You hear the word seizure. What is the first image that pops up? Maybe someone convulsing on the ground, kicking their arms and legs? The Grand Mal — technically called a tonic-clonic — has been the face of epilepsy seemingly forever. That’s what I assumed all seizures looked like, until I started having them. There are two main groups of epilepsy, and each has multiple types of seizures.

With generalized epilepsy, seizures start in both sides of the brain at once. A tonic clonic would be a good example. In focal epilepsy, seizures start in one side of the brain, but can also spread to other areas. In some cases, doctors cannot determine where the seizures begin.

This is how a seizure happens:
Your brain is constantly sending messages to other parts of your body through the nervous system, a network of billions of neurons. They travel via an electrical current.

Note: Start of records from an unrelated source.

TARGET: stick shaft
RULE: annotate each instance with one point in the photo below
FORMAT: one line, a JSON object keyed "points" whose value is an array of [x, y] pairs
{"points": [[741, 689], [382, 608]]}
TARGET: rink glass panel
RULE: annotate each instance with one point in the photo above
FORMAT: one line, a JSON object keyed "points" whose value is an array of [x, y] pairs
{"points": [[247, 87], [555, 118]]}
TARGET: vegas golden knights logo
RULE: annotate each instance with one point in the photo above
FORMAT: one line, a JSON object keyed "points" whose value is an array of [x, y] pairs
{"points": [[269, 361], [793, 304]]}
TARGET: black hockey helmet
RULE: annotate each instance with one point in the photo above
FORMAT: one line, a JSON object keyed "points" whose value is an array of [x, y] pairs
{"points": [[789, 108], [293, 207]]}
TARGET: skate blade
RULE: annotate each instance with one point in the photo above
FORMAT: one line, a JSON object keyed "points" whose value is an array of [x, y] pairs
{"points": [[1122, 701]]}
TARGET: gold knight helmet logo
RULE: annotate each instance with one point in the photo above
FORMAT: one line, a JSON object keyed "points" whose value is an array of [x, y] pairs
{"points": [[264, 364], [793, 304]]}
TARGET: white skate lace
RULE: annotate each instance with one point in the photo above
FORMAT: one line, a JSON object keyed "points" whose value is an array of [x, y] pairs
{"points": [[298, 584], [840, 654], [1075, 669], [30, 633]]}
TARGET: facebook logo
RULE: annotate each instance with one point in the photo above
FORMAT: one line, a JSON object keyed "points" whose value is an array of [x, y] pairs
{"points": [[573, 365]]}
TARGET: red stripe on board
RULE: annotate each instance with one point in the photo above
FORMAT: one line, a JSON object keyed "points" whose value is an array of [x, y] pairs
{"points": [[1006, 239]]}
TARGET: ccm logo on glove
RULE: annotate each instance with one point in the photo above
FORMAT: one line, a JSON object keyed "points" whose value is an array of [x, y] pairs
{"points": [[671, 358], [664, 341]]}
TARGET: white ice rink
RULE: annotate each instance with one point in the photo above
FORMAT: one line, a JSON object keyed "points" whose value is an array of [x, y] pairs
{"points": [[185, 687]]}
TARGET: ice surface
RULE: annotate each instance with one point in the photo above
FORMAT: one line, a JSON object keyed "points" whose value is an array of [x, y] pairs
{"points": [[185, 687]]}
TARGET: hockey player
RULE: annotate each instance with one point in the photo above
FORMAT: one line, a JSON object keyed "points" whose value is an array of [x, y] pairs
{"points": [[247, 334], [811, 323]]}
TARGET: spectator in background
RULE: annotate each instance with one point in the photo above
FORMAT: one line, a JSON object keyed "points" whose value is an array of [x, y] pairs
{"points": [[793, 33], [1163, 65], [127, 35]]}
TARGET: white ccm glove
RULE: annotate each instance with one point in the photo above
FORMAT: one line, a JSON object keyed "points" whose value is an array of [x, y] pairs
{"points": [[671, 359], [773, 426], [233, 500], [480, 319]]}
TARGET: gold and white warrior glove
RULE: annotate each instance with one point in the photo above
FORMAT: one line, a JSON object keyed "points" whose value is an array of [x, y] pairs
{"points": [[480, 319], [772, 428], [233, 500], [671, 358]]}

But if something suddenly disrupts the network, (brain infections like meningitis, trauma, birth defects, tumors, drug abuse, developmental disorders, stroke, dementia, genetics, and more) nerve cells start misfiring and create a huge surge of electrical activity in the brain. This is a seizure. Some people refer to electrical storms as brainstorms.

Depending on where in the brain seizures start, the surge in electrical activity can cause strange behaviors like screaming, laughing, convulsing, staring, jumbled speech, déjà vu, jamais vu, funny tastes, sounds and smells, undressing, running out the door… and more.

It is important to note that epilepsy is not a mental illness, and not everyone who has a seizure will develop epilepsy. It often takes multiple tests, including an EEG, which detects electrical activity in the brain. Video-EEG testing is done in a hospital Epilepsy Monitoring Unit.

An EEG helps doctors determine if seizures are “nonepileptic.” These are caused by psychological issues,
not abnormal electrical activity.

 

 

 Data and facts shared on this page are from the Epilepsy Foundation.